Novel ini bukan hanya berbicara tentang bertemunya kebudayaan sungai dan kebudayaan gunung, tapi ada pesan yang lebih dalam. Penulis dalam novel ini menggambarkan bagaimana perlawanan komunitas Dayak Maratus terhadap moderenisasi. Kelahiran Kejora menggambarkan itu. Indung (ibu) Kejora meninggal saat melahirkan bapang-nya (bapak) saat itu marah sekali pada bidan yang membantu persalinan ia menuduh bidan itu membunuh istrinya sehingga ia berucap tidak akan percara lagi pada “orang puskesma” Hal yang dihadapi oleh masyarakat sungai juga sama. Dalam novel ini penulis berhasil menggambarkan perubahan budaya pada masyrakat sungai melalui narasi yang mereka bingung. Mereka menggambarkan masyrakat sungai tidak lagi menjadi sungai sebagai”kiblat” Rumah mereka tidak lagi memiliki sungai sebagai halaman depan , kini mereka membelakanginya. Sungai kini juga menjadi tempat pembuangan sampah. Keresahan masyarakat sungai ini digambarkan lewat sosok Abah. Ia pernah bercerita pada Arian, mimpinya agar sungai kembali menjadi tempat kehidupan bagi masyarakat. Mimpi itu menggambarkan resahnya masyarakat melihat sungai tidak lagi seperti dulu.



Evaluasi:



Unsur - unsur dalam novel ini berhasil dibangun dengan padu oleh penulis. Masing - masing karakter terlihat jelas perbedaan wataknya, kejora yang mandiri dan gesit, Arian si pemberani yang taat pada abah, bunga yang senang bermain di tengah kesepiannya.
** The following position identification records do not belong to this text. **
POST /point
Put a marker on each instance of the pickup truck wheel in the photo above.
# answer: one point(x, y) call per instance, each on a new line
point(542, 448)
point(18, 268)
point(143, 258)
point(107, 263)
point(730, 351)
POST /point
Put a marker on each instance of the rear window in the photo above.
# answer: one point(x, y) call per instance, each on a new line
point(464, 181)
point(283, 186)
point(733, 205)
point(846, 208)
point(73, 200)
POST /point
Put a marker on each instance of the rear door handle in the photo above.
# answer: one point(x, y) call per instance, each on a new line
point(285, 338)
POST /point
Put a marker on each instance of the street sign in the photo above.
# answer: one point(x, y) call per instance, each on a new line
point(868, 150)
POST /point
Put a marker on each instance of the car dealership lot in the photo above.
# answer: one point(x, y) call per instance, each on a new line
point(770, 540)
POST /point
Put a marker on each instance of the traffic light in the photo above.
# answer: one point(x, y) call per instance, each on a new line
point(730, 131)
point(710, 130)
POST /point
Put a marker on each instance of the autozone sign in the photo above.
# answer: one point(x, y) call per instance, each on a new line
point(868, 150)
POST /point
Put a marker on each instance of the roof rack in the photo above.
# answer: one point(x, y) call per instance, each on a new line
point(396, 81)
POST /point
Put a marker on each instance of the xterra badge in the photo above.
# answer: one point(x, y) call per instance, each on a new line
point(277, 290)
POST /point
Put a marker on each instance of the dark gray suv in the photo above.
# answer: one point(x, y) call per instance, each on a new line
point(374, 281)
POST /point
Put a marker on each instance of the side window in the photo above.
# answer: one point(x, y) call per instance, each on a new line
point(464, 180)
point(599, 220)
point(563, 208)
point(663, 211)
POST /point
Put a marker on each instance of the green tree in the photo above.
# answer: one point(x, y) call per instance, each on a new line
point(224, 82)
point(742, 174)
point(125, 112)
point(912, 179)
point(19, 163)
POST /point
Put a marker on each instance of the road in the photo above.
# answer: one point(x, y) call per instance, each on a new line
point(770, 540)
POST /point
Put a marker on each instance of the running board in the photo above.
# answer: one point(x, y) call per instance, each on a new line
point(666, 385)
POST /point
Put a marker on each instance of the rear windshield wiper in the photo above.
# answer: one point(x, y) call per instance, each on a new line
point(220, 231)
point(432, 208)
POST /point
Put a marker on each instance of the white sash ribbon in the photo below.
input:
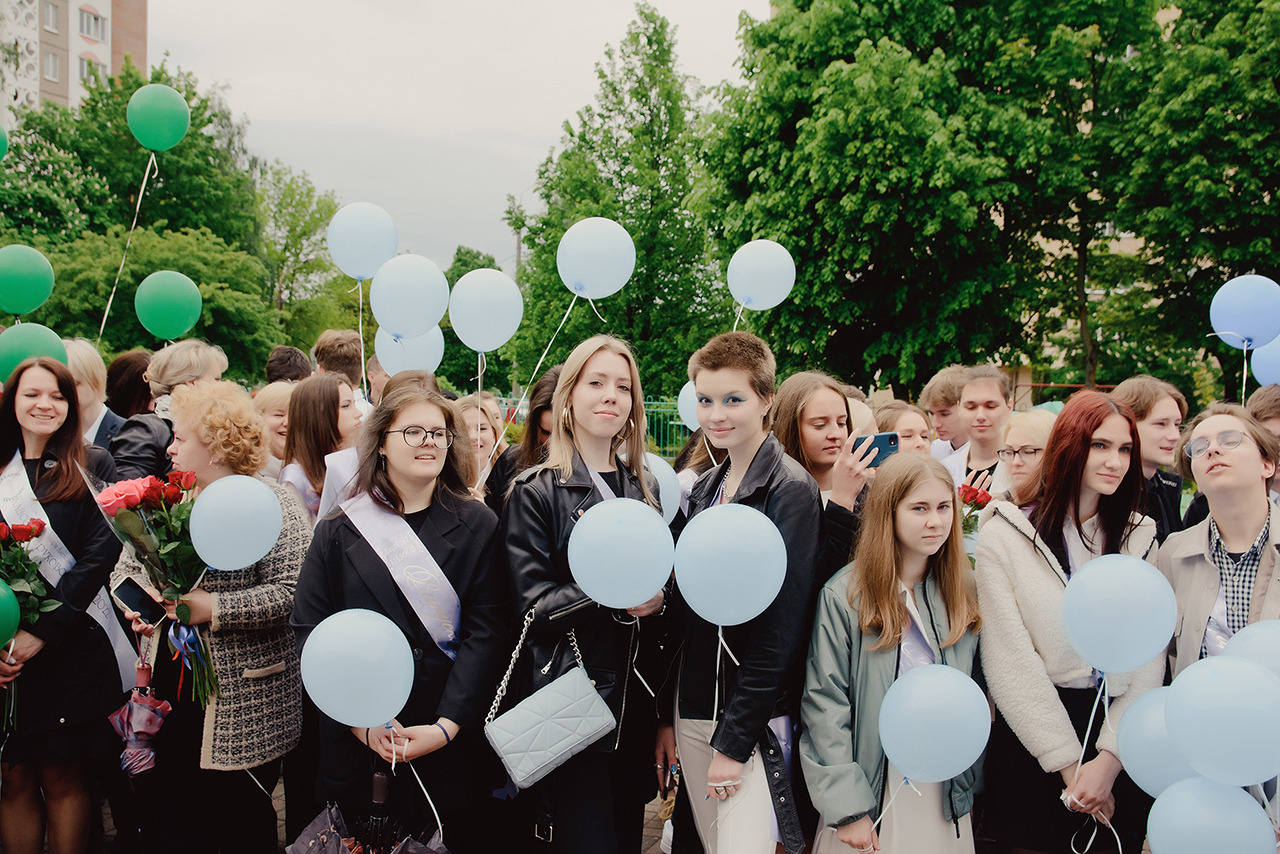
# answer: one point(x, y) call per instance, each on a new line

Plot dalam cerita ini tidak terlalu mengagumkan , konflik yang dibangun kebanyakan konflik konflik “receh”. Namun karena”receh” konflik itu menjadi sangat berkaitan erat dengan pembaca , meski dengan latar budaya berbeda sekalipun. Hal yang menarik dalam novel ini ialah gaya bahasa. Meski disusun dua penulis novel ini dari awal sampai akhir memakai gaya bahasa yang konsisten. Pembaca jadi merasa novel ini ditulis oleh satu orang . Ini hal yang baik, pembaca jadi tidak bingung karena perubahan gaya bahasa.



Rekomendasi:



Novel ini secara keseluruhan sangat menyenangkan untuk dibaca . Melihat bagaimana Arian, Bunga, dan Kejora berpetualanagan merupakan hal yang menarik. Pembaca seperti ada di tengah - tengah petualangan itu . Pembaca bisa merasakan senangnya Bunga ketika berpetualangan dengan Arian. Begitupun sebaliknya. Novel ini sangat cocok bagi mereka yang senang dengan cerita - cerita yang dibalut dengan sisi- sisi antropoligis dari masyarakat.